En cierta ocasión, Kuropatwa comparó el período azul y el período rosa de Picasso con el período depresivo y el período alegre de Kuropatwa. “Las fotos de mi estado depresivo puede ser las de Treinta días en la vida de A.; el período alegre, evidentemente es Cóctel” .
Alejado del alcohol, aunque con el hígado debilitado por una hepatitis que había tenido en la adolescencia, Kuropatwa llevaba entonces una vida que -él aseguraba- era casi monástica: “Parezco una de esas modelos que solía retratar porque vivo a régimen: verdurita, pescado, sopa” .
1997
El cóctel parecía dar resultado. El 9 de abril de 1997 Kuropatwa sacó una solicitada en el diario Clarín en la que instó al gobierno a administrar y distribuir correctamente los recursos para el tratamiento. Dijo entonces: "el virus del sida ya no se detecta en mi sangre. La gente con sida tendría que tener la misma oportunidad que yo".
Por esa época Mauro Viale cargaba los mediodías televisivos con un show de grotescas criaturas. De tanto mirarlo Kuropatwa se dio cuenta de que había quedado atrapado por esa galería del terror. “¿Qué más representativo de esa época que los chicos Tarantini y la noche, el Conejo y sus problemas judiciales?” . En noviembre presentó, entonces, en la Fotogalería del Centro Cultural Rojas, Familia. Retratos de la familia Tarantini completa: Pata Villanueva, El Conejo y sus hijos Bernardita y Robertino. Pata sosteniendo como abanico un puñado de billetes, el Conejo y su hija envueltos en un abrazo morboso. Alberto Goldenstein escribió en el texto del catálogo: "En esta oportunidad Alex retrata a los integrantes de un particular núcleo familiar. Son figuras que titilan en la realidad prêt-à-porter que conforma el mundo mediático". Era un gesto típicamente Kuropatwa que, sin demasiada conciencia, daba vuelta el guante menemista para exponer sus hilachas.
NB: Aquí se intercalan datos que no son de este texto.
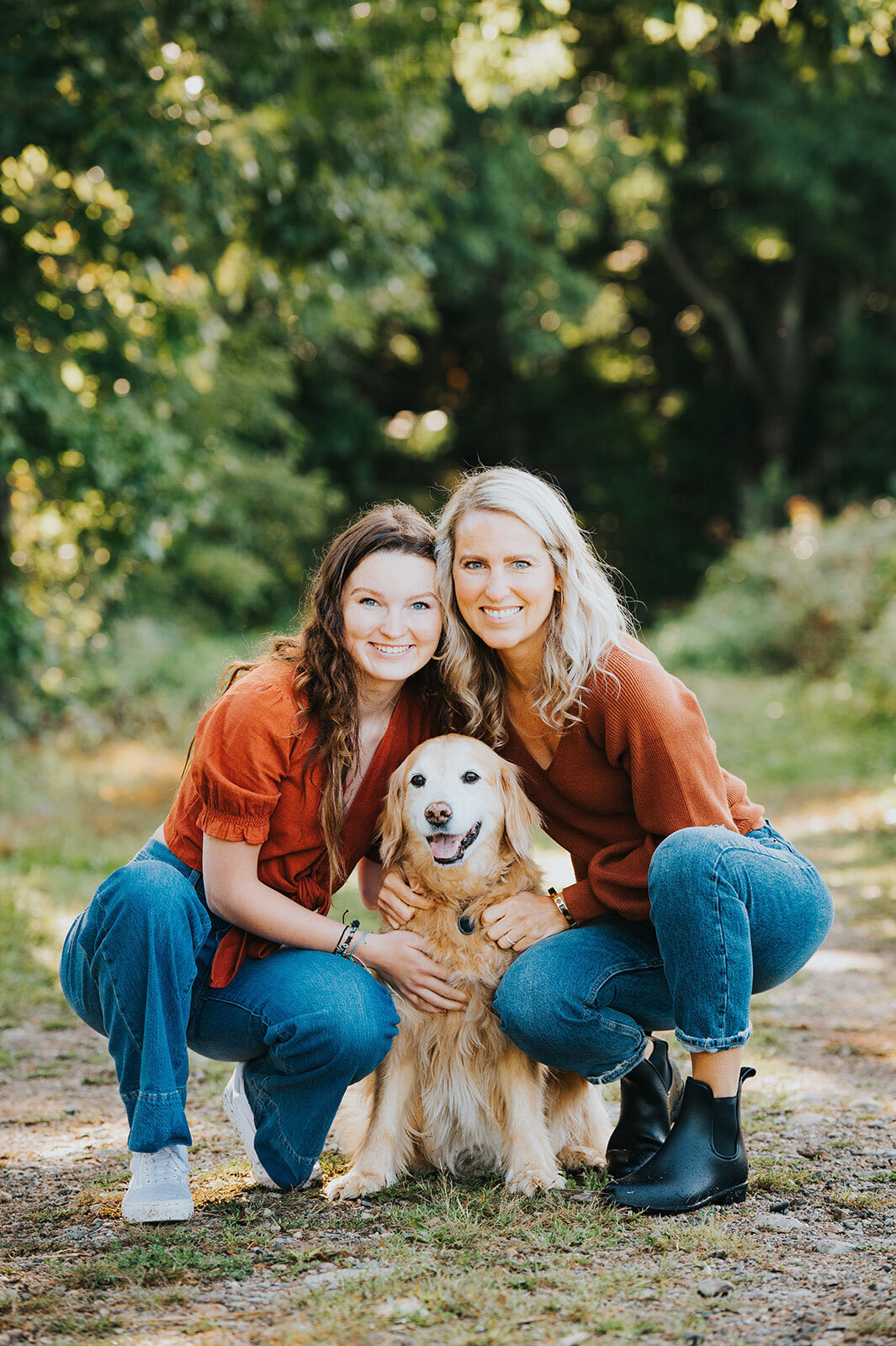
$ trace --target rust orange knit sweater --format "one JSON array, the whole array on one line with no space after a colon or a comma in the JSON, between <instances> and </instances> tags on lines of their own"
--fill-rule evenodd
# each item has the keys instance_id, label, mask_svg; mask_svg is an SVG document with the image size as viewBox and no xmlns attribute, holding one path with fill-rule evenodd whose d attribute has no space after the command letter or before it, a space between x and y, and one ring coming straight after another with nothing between
<instances>
[{"instance_id":1,"label":"rust orange knit sweater","mask_svg":"<svg viewBox=\"0 0 896 1346\"><path fill-rule=\"evenodd\" d=\"M693 692L626 637L595 674L583 717L544 770L509 725L502 755L522 771L545 830L569 851L577 882L564 900L577 921L650 917L647 868L671 832L718 825L741 835L763 809L724 771ZM618 678L618 682L613 680Z\"/></svg>"}]
</instances>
En 2001, Kuropatwa le dijo a Miguel Rodríguez Arias, en el video Yo le gané al sida: “A mi muestra Familia no la vi como frivolidad sino como desesperanza” .
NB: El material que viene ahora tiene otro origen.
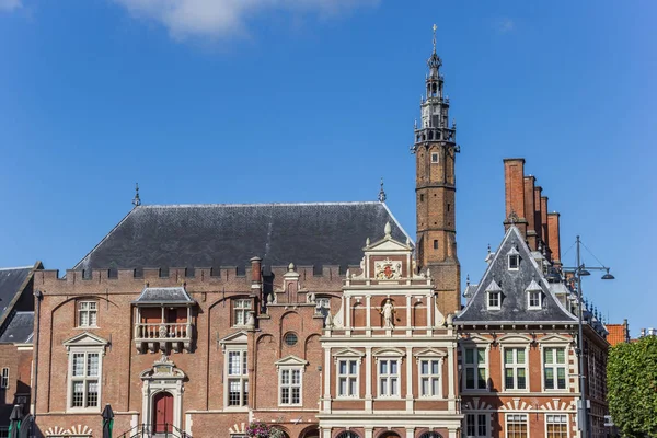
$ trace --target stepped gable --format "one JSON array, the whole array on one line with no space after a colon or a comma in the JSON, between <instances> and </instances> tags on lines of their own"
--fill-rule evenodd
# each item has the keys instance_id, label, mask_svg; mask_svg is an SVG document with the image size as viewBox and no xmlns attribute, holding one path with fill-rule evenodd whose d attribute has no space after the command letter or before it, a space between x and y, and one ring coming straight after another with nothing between
<instances>
[{"instance_id":1,"label":"stepped gable","mask_svg":"<svg viewBox=\"0 0 657 438\"><path fill-rule=\"evenodd\" d=\"M135 207L74 269L359 265L385 222L408 235L383 203Z\"/></svg>"},{"instance_id":2,"label":"stepped gable","mask_svg":"<svg viewBox=\"0 0 657 438\"><path fill-rule=\"evenodd\" d=\"M508 268L508 254L518 253L519 269ZM499 310L487 308L487 290L502 289ZM542 308L529 309L528 290L540 287ZM520 231L510 226L493 261L488 264L475 292L461 313L454 318L456 324L472 323L576 323L577 318L568 312L550 289L543 272L531 256L531 251Z\"/></svg>"},{"instance_id":3,"label":"stepped gable","mask_svg":"<svg viewBox=\"0 0 657 438\"><path fill-rule=\"evenodd\" d=\"M0 344L31 344L34 333L34 312L15 312Z\"/></svg>"},{"instance_id":4,"label":"stepped gable","mask_svg":"<svg viewBox=\"0 0 657 438\"><path fill-rule=\"evenodd\" d=\"M34 266L0 268L0 320L7 316L7 310L13 306L16 293L23 290L33 268Z\"/></svg>"}]
</instances>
Las cosas se habían venido gestando en su cabeza desde hacía un tiempo: "Yo estaba en Punta veraneando con mis padres y un día llamé a Guillermo Kuitca porque me preocupaba no tener ni idea de qué hacer después de Cóctel. Le dije que tenía ganas de fotografiar a Silvia Süller. Guille lo pensó y me dijo ¿por qué no fotografías a Pata Villanueva que es más dramática y no es tan ignorante?” . Más tarde, en una fiesta del Museo Renault, Rogelio Polesello le presentó finalmente a Pata Villanueva. “Cuatro meses después hicimos las fotos de toda su familia. El Conejo siempre fue un señor lindísimo que anda todo el tiempo con su celular. Pata apareció con un sombrero de cowboy, un habanito apagado, botas de cowboy con unos jeans adentro, una camisa de seda -por supuesto, muy escotada-, anteojos RayBan y una cartera Louis Vuitton. Yo la observé de pies a cabeza y me dije: ésta fue una top model argentina, casada con uno de los mejores futbolistas del mundo, toda una telenovela. Ella, mas irónica que nadie, sabía muy bien lo que hacía” .
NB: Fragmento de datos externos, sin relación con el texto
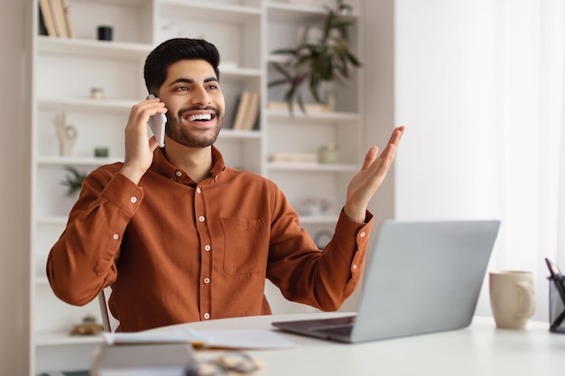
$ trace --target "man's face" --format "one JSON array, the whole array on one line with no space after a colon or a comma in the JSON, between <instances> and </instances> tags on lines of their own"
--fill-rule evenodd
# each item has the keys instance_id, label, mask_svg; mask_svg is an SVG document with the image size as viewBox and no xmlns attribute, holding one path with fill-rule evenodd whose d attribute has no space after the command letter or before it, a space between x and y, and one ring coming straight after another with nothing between
<instances>
[{"instance_id":1,"label":"man's face","mask_svg":"<svg viewBox=\"0 0 565 376\"><path fill-rule=\"evenodd\" d=\"M206 60L180 60L167 69L159 88L167 106L166 134L175 142L204 148L216 142L225 115L224 95Z\"/></svg>"}]
</instances>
Nadie lo hubiera entendido mejor. Después de todo, si alguien capturó el kitsch de los noventa en la Argentina, ése fue Kuropatwa: “Todo en la cultura argentina es kitsch: Landricina, La Chiche, el Diego, y su casamiento en el Luna Park, la Su, la Mirta” .
Ese mismo año participó en El Tao del Arte en el Centro Cultural Recoleta y fue seleccionado para el Premio Palermo en el Museo Nacional de Bellas Artes, lo que volvió a suceder al año siguiente.
En octubre cumplió 41 años: “Trato de no mirar fechas y de no mirar mucho la hora porque total el día pasa igual... Hace veintitrés años que trabajo en fotografía. Creo que en ese tiempo algunos logran un estilo y una imagen. Yo lo he logrado” .
A comienzos de 1998 Kuropatwa decidió clausurar su estudio de la Avenida Rivadavia porque, según dijo, “la empresa más importante con la que trabajaba cerró y me quedé sin ese cliente imprescindible” . Se mudó a la calle Seguí 4691 y consiguió un estudio a dos cuadras.
OLD FASHIONED
2 Medidas de whisky
2 Toques de angostura
1 Terrón de azúcar
“Un día lo fui a visitar porque estaba muy mal, entonces se paró y, marcando con una mano a la altura de la rodilla y con la otra diez centímetros arriba, sobre el muslo, me dijo: decime, de acá a acá, ¿no estoy bárbaro?”